What is a Tag?
A tag in Harness Database DevOps is a marker that identifies the state of your database at a specific point in time. Tags are commonly used to represent versions, releases, or checkpoints and are critical for enabling targeted rollbacks and traceable deployments.
Tags are recorded in the DATABASECHANGELOG
table and can be created using either:
- The
tag
command (manual tagging) - You can specify a custom tag name in the input field on the apply step when deploying through Harness pipelines - The
tagDatabase
Change Type (changelog-driven tagging)
Tag Command
The tag
command marks the current database state without requiring a changeset. When using the Harness Database DevOps apply step:
- The apply step automatically checks if the current database state is tagged before applying changes.
- After deployment, the apply step can optionally tag the final database state with the tag name you specified in the input field.
If no tag exists, it creates one at the end of the apply step to ensure rollback capability.
This tagging system ensures you always have defined rollback points before and after deployments.
This command adds the env:authoring
tag to the most recent row in the DATABASECHANGELOG
table.
tagDatabase Change Type
The tagDatabase Change Type applies a tag within a changeset, allowing it to be version-controlled in source along with the rest of your changelog.
databaseChangeLog:
- changeSet:
id: tagDatabase-example
author: john-doe
changes:
- tagDatabase:
tag: version_1.1
Behavior
- Inserts a new row into DATABASECHANGELOG containing the specified tag.

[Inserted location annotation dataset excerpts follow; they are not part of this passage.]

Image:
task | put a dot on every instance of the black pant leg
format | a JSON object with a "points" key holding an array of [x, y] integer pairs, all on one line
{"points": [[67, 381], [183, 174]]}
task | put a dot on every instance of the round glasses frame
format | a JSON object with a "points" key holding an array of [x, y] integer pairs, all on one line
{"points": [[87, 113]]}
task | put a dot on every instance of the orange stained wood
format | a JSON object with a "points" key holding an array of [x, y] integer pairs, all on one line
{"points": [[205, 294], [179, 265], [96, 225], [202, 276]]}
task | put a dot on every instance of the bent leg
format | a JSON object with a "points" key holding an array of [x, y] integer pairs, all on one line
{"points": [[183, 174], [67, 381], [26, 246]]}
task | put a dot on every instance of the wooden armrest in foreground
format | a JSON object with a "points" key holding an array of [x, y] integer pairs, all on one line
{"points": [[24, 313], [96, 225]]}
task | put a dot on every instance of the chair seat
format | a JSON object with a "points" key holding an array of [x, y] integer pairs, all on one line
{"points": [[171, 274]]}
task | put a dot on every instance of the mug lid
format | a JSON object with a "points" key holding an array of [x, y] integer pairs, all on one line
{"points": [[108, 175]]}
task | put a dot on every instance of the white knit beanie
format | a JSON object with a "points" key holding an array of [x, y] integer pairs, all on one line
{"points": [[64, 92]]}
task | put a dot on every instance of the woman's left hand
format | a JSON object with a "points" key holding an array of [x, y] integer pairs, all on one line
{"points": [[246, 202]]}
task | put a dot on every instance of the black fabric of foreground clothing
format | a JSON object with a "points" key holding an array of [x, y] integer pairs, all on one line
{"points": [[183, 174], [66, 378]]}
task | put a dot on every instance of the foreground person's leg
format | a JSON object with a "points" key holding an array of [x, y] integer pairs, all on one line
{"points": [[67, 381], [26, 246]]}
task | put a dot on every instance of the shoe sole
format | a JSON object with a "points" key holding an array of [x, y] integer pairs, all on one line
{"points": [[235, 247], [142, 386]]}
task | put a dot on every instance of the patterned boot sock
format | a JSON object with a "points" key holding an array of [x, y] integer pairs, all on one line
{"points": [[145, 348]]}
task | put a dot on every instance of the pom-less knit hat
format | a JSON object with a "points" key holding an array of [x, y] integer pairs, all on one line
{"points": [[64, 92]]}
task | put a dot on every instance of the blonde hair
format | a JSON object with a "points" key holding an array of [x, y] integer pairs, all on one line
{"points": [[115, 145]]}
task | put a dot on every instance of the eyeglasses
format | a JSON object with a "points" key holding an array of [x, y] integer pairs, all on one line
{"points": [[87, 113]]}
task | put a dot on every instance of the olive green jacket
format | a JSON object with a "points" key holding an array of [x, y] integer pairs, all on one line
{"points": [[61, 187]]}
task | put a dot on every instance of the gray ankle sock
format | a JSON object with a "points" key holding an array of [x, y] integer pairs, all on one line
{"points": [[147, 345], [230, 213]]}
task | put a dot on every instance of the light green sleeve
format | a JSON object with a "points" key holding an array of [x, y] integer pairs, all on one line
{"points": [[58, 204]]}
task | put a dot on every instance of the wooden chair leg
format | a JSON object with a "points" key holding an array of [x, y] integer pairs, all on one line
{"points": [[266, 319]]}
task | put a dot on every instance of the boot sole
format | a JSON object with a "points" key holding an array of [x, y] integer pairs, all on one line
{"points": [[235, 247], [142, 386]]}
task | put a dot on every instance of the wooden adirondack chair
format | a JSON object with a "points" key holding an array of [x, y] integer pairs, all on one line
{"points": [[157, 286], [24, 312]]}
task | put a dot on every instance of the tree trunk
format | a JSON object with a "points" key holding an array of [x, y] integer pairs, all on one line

- Can be used with update-to-tag or rollback commands.
- Cannot be combined with other Change Types in the same changeset due to XSD schema restrictions.
When to Use Which?
Use Case | Use tag | Use tagDatabase |
---|---|---|
Manual tagging before rollback testing | ✅ | ❌ |
Changelog-driven version tracking | ❌ | ✅ |
CI/CD-based release tagging | ❌ | ✅ |
Creating lightweight checkpoints | ✅ | ❌ |
Tagging Best Practices
- Tag after every application release to mark a known stable database state.
- Use semantic versioning: v1, v1.1, v2.
- Ensure tags reflect meaningful checkpoints to support safe rollback strategies.
Sample Tag Flow
changeset1
changeset2
tag v1
changeset3
tag v1.1
changeset4
changeset5
tag v2
This setup allows rollbacks to specific versions based on real release points.
Tag | Includes Changes |
---|---|
v1 | changeset1, changeset2 |
v1.1 | changeset3 |
v2 | changeset4, changeset5 |
Conclusion
Tags in Harness Database DevOps offer a robust mechanism for version control, rollback targeting, and deployment transparency. By automatically ensuring tags exist before all deployments Harness enhances your ability to manage database changes reliably. Integrating tagging into your release workflow ensures predictable rollbacks and auditable database histories aligned with your CI/CD pipelines.
FAQ
1. Can I roll back to a tag using Harness?
Yes. You can use the rollback command with a tag to revert all changes made after that tag. Harness supports rollback strategies via the pipeline and rollback steps.
2. Should I tag before or after a release?
It is a best practice to apply a tag immediately after deploying a release. This creates a stable checkpoint to revert to in case of future failures. By tagging immediately after release you can intuitively name the tag to match the release name. Additionally ensuring a tag exists before release is critical to ensuring you can always roll back -- The Harness apply step does this automatically for you.
3. Does tagging impact my database structure or data?
No. Tags are metadata entries in the DATABASECHANGELOG table and do not modify your database schema or data.
4. Can I preview which changes will be rolled back by a tag?
Yes. You can use the rollback SQL preview or Harness pipeline logs to view which changesets will be reverted before executing a rollback to a tag.